Wajar, sebab dari segi usia pun Beliza lebih tua dan yang lebih lama bekerja di perusahaan Alz dibanding Tamara.
"Tidak, kerja bagus." Ucap Hanska berlalu pergi meninggalkan tanda tanya besar di benak mereka.
Walau begitu keduanya bernapas lega karena tak ada masalah menimpa mereka.
"Silahkan tuan." Ucap Arga mempersilahkan Hanska memasuki mobil.
"Arga." Panggil Hanska.
"Ya tuan?"
"Naikkan jabatan kedua resepsionis yang sering bermain dengan Deena di perusahaan." Titah Hanska menyilangkan kaki, sambil menerima ipad dari Arga untuk memeriksa grafik saham.
"Baik tuan." Jawab Arga.
"Dan satu lagi." Jeda Hanska.
Sambil memberikan kembali ipad kearah Arga yang duduk disamping kemudi.
"Aku mau perusahaan Bakara gulung tikar dengan perlahan, sudah saatnya mereka menderita, hingga memulai pun sulit." Tambah Hanska serius.
"Beruntung ada istriku yang menghalangi, jika tidak, sudah ku ratakan keluarga itu." Tambahnya memancarkan aura dingin yang kental terasa.

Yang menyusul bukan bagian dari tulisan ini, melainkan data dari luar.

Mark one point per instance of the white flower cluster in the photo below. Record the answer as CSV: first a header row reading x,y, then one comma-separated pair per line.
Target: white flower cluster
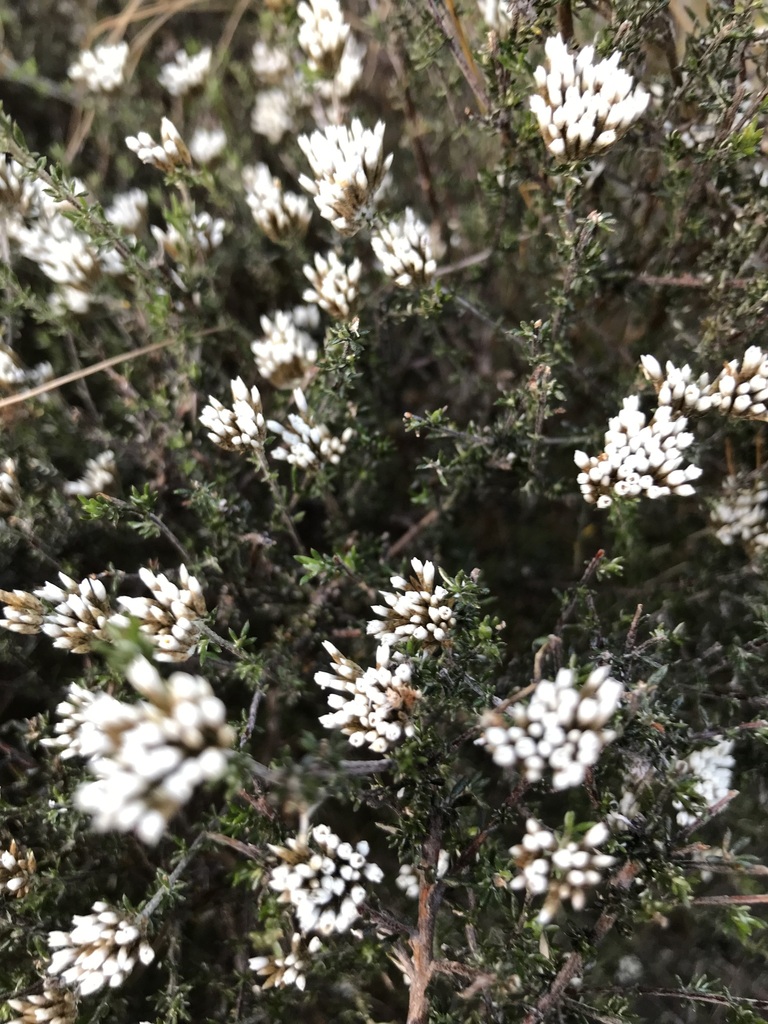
x,y
562,728
740,514
207,144
55,1005
420,609
334,285
10,495
101,948
712,768
184,73
102,69
16,867
286,353
304,442
403,250
560,867
74,614
128,210
289,969
323,34
372,707
147,757
739,389
99,476
62,253
639,459
348,165
283,216
168,156
203,233
171,617
13,376
240,428
323,879
582,107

"Baik tuan, akan saya lakukan." Jawab Arga sudah biasa melihat aura tuannya yang terasa mencekam.
Bahkan sekarang sudah tak terlalu parah semenjak tuannya itu menikah dengan nyonya muda mereka.
Hukuman seperti gulung tikar, membuat perusahaan hancur dan keluarga yang terblack list dari negara masih tergolong ringan bagi Arga.
Sebab masih ada hukuman yang lebih parah selama dirinya mengabdi pada sang tuan. Yaitu kalimat.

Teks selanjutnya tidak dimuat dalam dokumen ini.